6) Il ressort des éléments qui précèdent que, lors de la prise de la décision d'écarter l'offre de la recourante, cette dernière n'a pas pu exercer son droit d'être entendue dans le respect des exigences jurisprudentielles.

En conséquence, la décision litigieuse, tant en ce qu'elle exclut l'offre de la recourante, qu'en ce qu'elle attribue le marché à Metaloïd, sera annulée.

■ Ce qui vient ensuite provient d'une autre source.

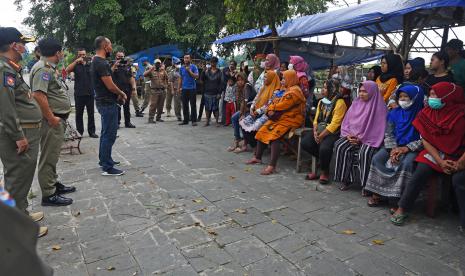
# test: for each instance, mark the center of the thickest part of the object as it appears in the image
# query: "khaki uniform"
(20, 117)
(158, 86)
(44, 78)
(173, 93)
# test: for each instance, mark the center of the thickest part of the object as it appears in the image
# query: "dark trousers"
(189, 96)
(274, 151)
(420, 179)
(109, 116)
(127, 110)
(86, 102)
(322, 151)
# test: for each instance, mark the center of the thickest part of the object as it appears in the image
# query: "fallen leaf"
(240, 211)
(348, 232)
(212, 232)
(378, 242)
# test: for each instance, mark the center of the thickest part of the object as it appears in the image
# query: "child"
(230, 99)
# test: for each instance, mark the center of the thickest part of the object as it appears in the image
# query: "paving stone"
(270, 231)
(206, 256)
(248, 250)
(189, 236)
(251, 217)
(123, 264)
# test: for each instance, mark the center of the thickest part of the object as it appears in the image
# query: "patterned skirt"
(389, 180)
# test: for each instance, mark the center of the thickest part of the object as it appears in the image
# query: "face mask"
(326, 101)
(435, 103)
(405, 104)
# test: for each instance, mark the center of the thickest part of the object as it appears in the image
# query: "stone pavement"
(187, 207)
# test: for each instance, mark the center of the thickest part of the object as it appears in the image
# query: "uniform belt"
(30, 125)
(62, 116)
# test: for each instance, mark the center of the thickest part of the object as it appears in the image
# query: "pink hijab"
(300, 65)
(273, 61)
(367, 120)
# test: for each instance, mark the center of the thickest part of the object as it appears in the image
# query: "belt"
(30, 125)
(62, 116)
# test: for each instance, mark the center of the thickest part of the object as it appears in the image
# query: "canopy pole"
(386, 37)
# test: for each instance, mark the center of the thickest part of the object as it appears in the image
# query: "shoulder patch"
(9, 80)
(45, 76)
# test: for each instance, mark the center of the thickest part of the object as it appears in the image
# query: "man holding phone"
(83, 93)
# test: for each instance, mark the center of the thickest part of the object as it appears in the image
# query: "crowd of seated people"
(405, 126)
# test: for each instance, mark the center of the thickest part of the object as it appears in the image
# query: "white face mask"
(405, 104)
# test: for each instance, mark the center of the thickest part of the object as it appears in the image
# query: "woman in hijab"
(285, 113)
(326, 128)
(362, 133)
(392, 74)
(257, 117)
(441, 125)
(393, 165)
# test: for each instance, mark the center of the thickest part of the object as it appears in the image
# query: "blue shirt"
(188, 82)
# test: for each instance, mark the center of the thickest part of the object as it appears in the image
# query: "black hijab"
(395, 68)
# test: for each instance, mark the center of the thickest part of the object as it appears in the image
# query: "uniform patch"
(45, 76)
(9, 80)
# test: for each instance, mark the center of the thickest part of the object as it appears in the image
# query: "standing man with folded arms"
(108, 98)
(55, 106)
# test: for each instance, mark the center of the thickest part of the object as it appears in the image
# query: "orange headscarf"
(267, 90)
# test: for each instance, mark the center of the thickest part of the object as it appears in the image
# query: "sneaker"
(42, 231)
(113, 172)
(37, 216)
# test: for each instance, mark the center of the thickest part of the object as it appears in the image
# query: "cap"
(9, 35)
(456, 44)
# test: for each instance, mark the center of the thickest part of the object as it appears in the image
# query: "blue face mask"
(435, 103)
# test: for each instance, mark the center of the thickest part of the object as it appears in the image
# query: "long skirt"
(352, 162)
(388, 180)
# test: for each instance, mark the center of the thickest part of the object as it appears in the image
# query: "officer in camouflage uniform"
(55, 105)
(20, 121)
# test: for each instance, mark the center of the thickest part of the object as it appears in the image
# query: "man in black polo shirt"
(107, 98)
(83, 94)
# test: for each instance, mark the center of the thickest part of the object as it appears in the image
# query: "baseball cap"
(9, 35)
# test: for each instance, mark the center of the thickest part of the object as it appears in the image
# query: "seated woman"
(326, 128)
(251, 123)
(285, 113)
(392, 75)
(392, 166)
(441, 125)
(362, 133)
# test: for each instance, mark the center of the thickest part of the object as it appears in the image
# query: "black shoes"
(62, 189)
(56, 200)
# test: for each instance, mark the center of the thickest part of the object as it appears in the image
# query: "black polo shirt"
(101, 68)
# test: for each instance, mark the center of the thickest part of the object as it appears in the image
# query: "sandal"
(399, 219)
(253, 161)
(324, 179)
(311, 176)
(268, 170)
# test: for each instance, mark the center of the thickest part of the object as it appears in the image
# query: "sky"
(10, 16)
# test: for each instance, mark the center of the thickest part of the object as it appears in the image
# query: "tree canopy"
(136, 25)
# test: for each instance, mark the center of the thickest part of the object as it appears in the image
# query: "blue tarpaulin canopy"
(320, 55)
(359, 19)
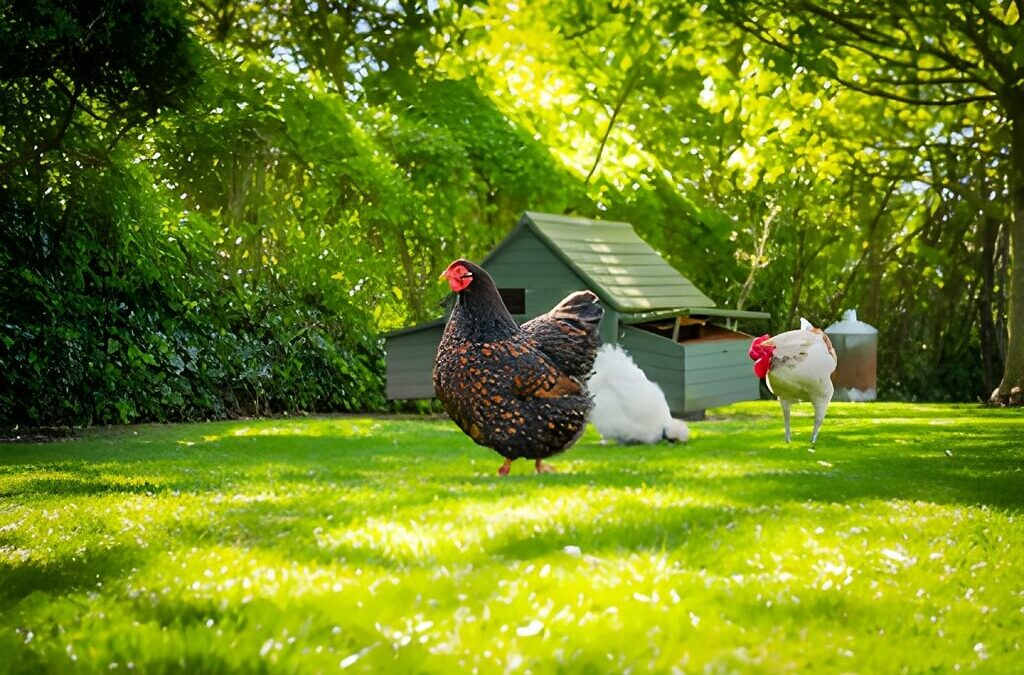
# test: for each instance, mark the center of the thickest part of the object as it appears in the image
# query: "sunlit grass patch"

Le dossier sera retourné à l'autorité intimée afin que cette dernière donne à la recourante la possibilité de justifier son offre pour l'ensemble des éléments apparaissant problématiques à l'autorité. Une fois cette possibilité d'être entendu donnée, il appartiendra à l'OCBA de statuer à nouveau, dans le respect des principes rappelés ci-dessus. Il pourra alors soit à nouveau exclure - par une décision formelle et motivée - l'offre de la recourante, soit l'évaluer, puis prononcer une nouvelle décision d'adjudication.

7) Au vu de cette issue, une indemnité de procédure de CHF 1'500.- sera allouée à la recourante, à la charge de l'État de Genève. Aucun émolument ne sera mis à la charge de Metaloïd bien qu'elle succombe, au vu des spécificités de la procédure (art. 87 al. 1 et al. 2 LPA).

* * * * *

PAR CES MOTIFS
LA CHAMBRE ADMINISTRATIVE

à la forme :

déclare recevable le recours interjeté le 11 juillet 2019 par Unlimited Perspective SA contre la décision du département des infrastructures du 5 juillet 2019 ;

au fond :

l'admet ;

annule la décision d'exclusion et d'adjudication du département des infrastructures du 5 juillet 2019 ;

renvoie le dossier au département des infrastructures au sens des considérants ;

dit qu'il n'est pas perçu d'émolument ;

alloue une indemnité de procédure de CHF 1'500.- à Unlimited Perspective SA, à la charge de l'État de Genève ;

dit que conformément aux art. 82 ss de la loi fédérale sur le Tribunal fédéral du 17 juin 2005 (LTF - RS 173.110), le présent arrêt peut être porté dans les trente jours qui suivent sa notification par-devant le Tribunal fédéral ;

- par la voie du recours en matière de droit public :

si la valeur estimée du mandat à attribuer n'est pas inférieure aux seuils déterminants de la loi fédérale du 16 décembre 1994 sur les marchés publics ou de l'accord du 21 juin 1999 entre la Confédération suisse et la Communauté européenne sur certains aspects relatifs aux marchés publics ;

s'il soulève une question juridique de principe ;

- par la voie du recours constitutionnel subsidiaire, aux conditions posées par les art. 113 ss LTF ;

le mémoire de recours doit indiquer les conclusions, motifs et moyens de preuve et porter la signature du recourant ou de son mandataire ; il doit être adressé au Tribunal fédéral, 1000 Lausanne 14, par voie postale ou par voie électronique aux conditions de l'art. 42 LTF. Le présent arrêt et les pièces en possession du recourant, invoquées comme moyens de preuve, doivent être joints à l'envoi ;

communique le présent arrêt à Me Julien Pacot, avocat de la recourante, au département des infrastructures, ainsi qu'à Metaloïd SA.

Siégeant : Mme Krauskopf, présidente, M. Thélin, Mme Payot Zen-Ruffinen, M. Martin, Mme Cuendet, juges.

Au nom de la chambre administrative :

le greffier-juriste :

 

 

F. Scheffre

 

 

la présidente siégeant :

 

 

F. Krauskopf

 

Copie conforme de cet arrêt a été communiquée aux parties.